Arts Fair

Hot Type

July 1986 Stephen Saban, Fernanda Eberstadt, James Atlas
Arts Fair
Hot Type
July 1986 Stephen Saban, Fernanda Eberstadt, James Atlas

Hot Type

Eleanor and Stash are the sort of couple you might see at a party at Area. He's a successful young graffiti artist (who isn't?), and she's a rubber-and-plastic-jewelry designer. You've seen them. But Tama Janowitz knows them.

Slaves of New York (Crown) is a collection of stories—which passes rather nicely for a novel—written in a plain, dry, matter-of-fact prose. The voice is most often Eleanor's, and I don't remember when I've met such a depressingly dull individual before. But the interesting aspect of this uninteresting woman is that she is on the scene, part of New York's current, trendy downtown nightlife—the scene that is supposed to be excitement itself.
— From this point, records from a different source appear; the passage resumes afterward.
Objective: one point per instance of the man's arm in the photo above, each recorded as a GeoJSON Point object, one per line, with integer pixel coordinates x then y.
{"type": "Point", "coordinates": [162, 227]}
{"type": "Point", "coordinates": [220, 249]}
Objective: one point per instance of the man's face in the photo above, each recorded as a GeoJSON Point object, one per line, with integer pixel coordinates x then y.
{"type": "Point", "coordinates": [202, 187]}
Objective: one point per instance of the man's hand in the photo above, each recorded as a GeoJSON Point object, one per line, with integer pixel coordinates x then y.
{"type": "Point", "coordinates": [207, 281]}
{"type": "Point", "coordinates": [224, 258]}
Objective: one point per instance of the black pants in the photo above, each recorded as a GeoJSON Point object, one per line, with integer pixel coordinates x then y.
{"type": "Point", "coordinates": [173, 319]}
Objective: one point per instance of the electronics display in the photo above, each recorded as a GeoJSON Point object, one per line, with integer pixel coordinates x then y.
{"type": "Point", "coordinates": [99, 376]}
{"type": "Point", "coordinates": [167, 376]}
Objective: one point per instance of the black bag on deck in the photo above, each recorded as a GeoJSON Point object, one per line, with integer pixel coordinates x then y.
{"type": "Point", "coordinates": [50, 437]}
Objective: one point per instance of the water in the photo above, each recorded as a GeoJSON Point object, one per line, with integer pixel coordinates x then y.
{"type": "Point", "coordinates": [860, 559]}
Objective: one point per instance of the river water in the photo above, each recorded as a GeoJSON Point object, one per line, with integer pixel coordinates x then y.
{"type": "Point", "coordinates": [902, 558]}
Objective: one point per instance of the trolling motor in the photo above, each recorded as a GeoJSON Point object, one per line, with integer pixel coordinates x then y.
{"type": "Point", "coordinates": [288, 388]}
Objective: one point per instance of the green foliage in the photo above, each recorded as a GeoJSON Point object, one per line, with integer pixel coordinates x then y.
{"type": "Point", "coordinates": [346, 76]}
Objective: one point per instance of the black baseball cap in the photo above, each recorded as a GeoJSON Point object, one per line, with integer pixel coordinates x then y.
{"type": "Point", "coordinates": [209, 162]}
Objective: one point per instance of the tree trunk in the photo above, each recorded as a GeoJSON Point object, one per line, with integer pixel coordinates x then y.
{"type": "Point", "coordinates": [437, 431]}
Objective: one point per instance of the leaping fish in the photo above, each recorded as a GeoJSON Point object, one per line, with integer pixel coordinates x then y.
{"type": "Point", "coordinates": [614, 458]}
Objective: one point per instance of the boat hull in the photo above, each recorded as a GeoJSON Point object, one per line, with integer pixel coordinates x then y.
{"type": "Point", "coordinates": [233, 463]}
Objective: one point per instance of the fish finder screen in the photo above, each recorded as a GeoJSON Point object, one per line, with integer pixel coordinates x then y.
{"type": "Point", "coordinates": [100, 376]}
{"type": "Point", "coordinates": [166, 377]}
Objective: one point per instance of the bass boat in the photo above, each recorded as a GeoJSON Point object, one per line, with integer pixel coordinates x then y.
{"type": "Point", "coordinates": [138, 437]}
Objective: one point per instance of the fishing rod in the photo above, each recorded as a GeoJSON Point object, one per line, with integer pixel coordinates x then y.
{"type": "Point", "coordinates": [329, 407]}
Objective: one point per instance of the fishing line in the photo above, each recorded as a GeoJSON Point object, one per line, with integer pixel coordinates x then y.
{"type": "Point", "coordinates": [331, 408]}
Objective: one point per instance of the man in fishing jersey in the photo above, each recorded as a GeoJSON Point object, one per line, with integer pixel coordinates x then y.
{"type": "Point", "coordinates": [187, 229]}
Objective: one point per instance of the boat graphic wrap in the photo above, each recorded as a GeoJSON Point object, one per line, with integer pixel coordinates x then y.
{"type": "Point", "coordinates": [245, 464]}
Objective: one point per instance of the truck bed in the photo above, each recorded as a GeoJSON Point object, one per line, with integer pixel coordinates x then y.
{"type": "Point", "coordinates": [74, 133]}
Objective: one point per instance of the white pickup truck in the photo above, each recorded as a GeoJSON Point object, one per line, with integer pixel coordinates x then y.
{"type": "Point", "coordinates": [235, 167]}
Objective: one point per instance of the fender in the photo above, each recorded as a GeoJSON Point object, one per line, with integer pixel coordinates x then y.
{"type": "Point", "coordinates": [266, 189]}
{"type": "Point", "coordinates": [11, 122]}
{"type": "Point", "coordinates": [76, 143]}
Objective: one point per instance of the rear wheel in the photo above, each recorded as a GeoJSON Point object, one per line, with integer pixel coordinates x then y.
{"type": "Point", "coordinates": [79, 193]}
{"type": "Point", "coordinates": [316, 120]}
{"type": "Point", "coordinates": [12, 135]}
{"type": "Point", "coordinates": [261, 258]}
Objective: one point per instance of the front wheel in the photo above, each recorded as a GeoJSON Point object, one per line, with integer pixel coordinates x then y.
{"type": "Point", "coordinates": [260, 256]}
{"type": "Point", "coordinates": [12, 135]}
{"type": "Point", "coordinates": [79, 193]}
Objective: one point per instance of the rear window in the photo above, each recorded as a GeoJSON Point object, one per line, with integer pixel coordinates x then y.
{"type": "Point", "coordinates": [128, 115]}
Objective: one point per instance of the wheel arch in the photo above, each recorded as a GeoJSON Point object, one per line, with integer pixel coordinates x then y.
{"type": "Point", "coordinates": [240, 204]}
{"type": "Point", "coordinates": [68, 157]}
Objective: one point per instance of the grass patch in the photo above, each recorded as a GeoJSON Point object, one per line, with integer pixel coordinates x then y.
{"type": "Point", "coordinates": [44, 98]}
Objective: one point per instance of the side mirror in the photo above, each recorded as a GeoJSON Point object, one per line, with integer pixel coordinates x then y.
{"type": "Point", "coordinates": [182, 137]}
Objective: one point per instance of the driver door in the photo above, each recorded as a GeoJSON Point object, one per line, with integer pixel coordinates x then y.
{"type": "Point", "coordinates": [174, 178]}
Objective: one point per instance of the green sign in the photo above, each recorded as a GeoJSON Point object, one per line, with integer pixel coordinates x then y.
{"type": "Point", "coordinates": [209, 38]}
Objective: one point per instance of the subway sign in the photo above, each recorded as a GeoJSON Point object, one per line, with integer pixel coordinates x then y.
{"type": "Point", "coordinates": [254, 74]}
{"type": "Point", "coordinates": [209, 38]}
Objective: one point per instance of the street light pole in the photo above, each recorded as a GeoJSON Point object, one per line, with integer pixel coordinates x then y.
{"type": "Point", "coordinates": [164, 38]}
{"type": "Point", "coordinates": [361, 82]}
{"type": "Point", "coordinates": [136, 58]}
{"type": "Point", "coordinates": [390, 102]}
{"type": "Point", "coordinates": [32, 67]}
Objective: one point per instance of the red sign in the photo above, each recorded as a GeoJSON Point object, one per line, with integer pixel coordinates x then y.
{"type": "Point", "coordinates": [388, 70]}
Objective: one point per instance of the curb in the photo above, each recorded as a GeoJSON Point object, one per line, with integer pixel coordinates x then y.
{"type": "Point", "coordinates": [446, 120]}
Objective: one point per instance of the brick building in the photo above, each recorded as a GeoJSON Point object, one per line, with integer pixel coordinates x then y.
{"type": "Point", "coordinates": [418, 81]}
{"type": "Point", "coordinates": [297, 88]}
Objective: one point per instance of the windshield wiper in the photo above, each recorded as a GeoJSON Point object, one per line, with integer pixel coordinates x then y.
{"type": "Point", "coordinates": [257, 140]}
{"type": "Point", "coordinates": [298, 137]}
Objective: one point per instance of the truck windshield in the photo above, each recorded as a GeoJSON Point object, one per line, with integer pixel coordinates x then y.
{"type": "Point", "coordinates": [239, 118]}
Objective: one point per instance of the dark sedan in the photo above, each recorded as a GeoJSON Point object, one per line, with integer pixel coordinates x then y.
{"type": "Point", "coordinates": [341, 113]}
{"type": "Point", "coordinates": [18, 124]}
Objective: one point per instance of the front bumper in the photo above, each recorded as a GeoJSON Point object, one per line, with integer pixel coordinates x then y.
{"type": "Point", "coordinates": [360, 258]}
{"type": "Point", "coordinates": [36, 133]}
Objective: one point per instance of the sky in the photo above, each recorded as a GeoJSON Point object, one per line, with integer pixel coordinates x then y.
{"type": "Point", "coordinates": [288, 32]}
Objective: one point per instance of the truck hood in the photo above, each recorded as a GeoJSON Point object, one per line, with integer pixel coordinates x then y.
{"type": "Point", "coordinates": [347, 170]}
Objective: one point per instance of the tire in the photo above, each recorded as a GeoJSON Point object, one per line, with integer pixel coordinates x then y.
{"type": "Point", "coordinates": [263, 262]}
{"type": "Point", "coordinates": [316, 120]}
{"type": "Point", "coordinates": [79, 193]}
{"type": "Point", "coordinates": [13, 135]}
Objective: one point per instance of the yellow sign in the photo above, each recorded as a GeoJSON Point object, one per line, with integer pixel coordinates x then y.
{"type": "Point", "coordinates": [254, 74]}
Only, no one in Slaves of New York seems to be having much fun. I was shocked. Until I realized that I don't have much fun either. The fashion models, artists, gallery owners—all disguised in the book—are just people who take showers, have parents, get upset stomachs, temporarily lose the will to live, and fall in and out of unfortunate relationships. "I'm madly in love," says one of Janowitz's characters. "It's so depressing." Even the pets here, mostly cats and dogs, are annoying, deranged, or crippled. But Slaves of New York grows on you, like a minutely detailed soap opera starring people you actually might know.

Stephen Saban

Elias Canetti is the Bulgarian-born playwright, novelist, and historian who in 1981 received the Nobel Prize in Literature. His life has found its most limpid expression in his memoirs, of which The Play of the Eyes (Farrar, Straus and Giroux) is the third and best volume. In it, Canetti describes his adventures as a young writer in Vienna on the eve of the Nazi invasion. He knew everyone: Alban Berg, Stefan Zweig, and Robert Musil all make brief (and often shockingly vivid) appearances.

Canetti is not only a charming memoirist but one whose very flaws become him. One of this volume's chief pleasures is its author's violent opinions: for instance, his scathing dismissal of psychoanalysis, and his ferocious caricatures of certain luminaries. (Of Alma Mahler's husband, the novelist Franz Werfel, he says, "His fat belly gurgled with love and feeling, one expected to find little puddles on the floor around him.")

Despite its occasional excesses of partisanship, this volume is a touching and often funny evocation of the period, enlivened by its author's gift for selfmockery and his grace as a miniaturist of both human frailty and human greatness.

Fernanda Eberstadt

Auberon Waugh, the waspish columnist for London's Spectator and son of Evelyn, deplores lesbians, old people, cripples, the poor. He finds toilet facilities for the disabled risible, and proposes that instead of issuing senior citizens discounts British Rail ought to charge the geezers more. A thoroughly disagreeable fellow, this Waugh.

Nothing is ever so simple. The voice that emerges from Brideshead Benighted (Little, Brown), a collection of Waugh's columns, is blunt, querulous, sarcastic, but somehow utterly engaging. A self-proclaimed "practitioner of the vituperative arts"—journalism— Waugh only masquerades as a curmudgeon. He may be a snob, but he spares no one his irony, not even himself. On a fact-finding mission to the slums of Liverpool, he reports: "My role has been to taunt the unemployed in pubs, lecture slum-dwellers in their pitiful homes . . . and generally make myself useful in an understanding of this delicate problem." So much for liberalism. On the important issues—religion, ethics, foreign policy—Waugh's true enemy is stupidity, of whatever ideological persuasion. "Genuine moral indignation is a rare and beautiful sight," he writes. Brideshead Benighted displays it in resplendent plumage.